I shook my head in disgust. “I told you before—you don’t deserve such mercy.”

“Then why have you come?”

“I want to know why you took my sister’s life, but I know you won’t be able to tell me. I’m sure she was only one of hundreds you’ve killed in your miserable life.”

His eyes clouded over with pain. “You’re wrong. I do remember.”

I had the briefest sense of reaching toward his mind, and then I found myself completely immersed, as real as if I suddenly dived below the surface of the sea. There was no resistance from him. Not even the smallest protest that I had grabbed hold of his mind.

Show me the attack on my father’s castle, I commanded, and the memories were wrenched toward me so fast I flinched before them.

There was Jarl Frey’s longship landing on our shores, his men pouring over the sides with eager shouts. But Jarl Frey hung back, his hand upon an adolescent boy’s shoulder.

“This is your first battle, so stay close to me,” he said. “Your mother will skin me alive if one of the Celts kills you.”

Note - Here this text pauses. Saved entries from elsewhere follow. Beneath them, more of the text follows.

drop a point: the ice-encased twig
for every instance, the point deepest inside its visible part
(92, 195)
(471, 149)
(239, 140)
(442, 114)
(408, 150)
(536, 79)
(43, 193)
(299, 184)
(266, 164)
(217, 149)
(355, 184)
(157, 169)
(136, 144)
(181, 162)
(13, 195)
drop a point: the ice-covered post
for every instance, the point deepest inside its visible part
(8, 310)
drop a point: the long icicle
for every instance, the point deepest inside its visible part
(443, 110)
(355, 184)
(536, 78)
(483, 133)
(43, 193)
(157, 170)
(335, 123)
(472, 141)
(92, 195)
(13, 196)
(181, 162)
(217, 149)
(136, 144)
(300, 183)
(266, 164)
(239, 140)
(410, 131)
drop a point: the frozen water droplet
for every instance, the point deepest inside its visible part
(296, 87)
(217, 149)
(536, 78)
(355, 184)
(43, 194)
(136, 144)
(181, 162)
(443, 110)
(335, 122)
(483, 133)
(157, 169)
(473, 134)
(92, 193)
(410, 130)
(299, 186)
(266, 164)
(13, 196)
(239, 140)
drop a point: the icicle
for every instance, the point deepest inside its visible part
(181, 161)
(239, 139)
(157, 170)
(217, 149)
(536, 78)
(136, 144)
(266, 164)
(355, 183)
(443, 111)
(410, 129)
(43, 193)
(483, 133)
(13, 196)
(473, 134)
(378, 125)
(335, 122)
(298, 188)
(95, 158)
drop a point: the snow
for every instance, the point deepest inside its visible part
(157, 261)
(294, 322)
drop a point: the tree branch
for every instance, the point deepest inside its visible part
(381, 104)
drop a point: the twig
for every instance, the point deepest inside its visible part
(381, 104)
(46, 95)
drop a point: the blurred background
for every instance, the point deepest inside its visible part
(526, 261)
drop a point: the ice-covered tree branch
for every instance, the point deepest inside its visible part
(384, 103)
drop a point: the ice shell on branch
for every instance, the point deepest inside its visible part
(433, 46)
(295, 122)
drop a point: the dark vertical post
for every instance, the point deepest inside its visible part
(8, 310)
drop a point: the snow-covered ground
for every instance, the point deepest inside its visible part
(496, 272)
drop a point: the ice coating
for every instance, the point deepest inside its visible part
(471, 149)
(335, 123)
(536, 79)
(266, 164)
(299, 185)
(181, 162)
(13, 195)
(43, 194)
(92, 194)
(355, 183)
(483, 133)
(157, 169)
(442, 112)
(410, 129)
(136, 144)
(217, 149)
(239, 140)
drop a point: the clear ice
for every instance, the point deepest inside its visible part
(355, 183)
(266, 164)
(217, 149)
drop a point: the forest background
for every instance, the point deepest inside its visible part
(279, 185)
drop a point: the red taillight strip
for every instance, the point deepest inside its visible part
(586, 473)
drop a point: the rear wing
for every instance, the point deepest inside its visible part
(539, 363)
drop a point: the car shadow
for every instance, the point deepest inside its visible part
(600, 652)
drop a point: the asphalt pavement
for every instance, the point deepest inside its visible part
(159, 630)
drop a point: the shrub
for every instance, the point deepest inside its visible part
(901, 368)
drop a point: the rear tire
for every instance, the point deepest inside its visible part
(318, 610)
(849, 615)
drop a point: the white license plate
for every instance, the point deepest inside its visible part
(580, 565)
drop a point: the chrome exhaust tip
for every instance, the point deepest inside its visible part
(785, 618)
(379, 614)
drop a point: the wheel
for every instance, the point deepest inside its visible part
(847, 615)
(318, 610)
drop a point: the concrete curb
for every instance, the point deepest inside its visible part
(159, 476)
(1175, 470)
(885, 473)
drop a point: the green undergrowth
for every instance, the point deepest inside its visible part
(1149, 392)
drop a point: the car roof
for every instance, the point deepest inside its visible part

The boy grinned and flexed his lean muscles. “I’m stronger than I look, Uncle.”

The memory shifted, moving rapidly through the battle that took so many of my clansmen’s lives. And then the boy appeared again—seen through Jarl Frey’s eyes. The boy stayed close at first, but they were soon separated by the chaos of battle. When Jarl Frey caught sight of him again, he was on the far side of the courtyard. The boy managed to take down one or two of my clansmen before another struck a blow to his side, placing him in the path of another man. With a jolt of recognition, I watched as my own father strode toward the boy, sword drawn. The boy tried to deflect my father’s attack, but he was knocked back easily. With a twinge of horror, I watched my father run him through with his sword. The boy fell, his eyes wide and unseeing before he even hit the ground.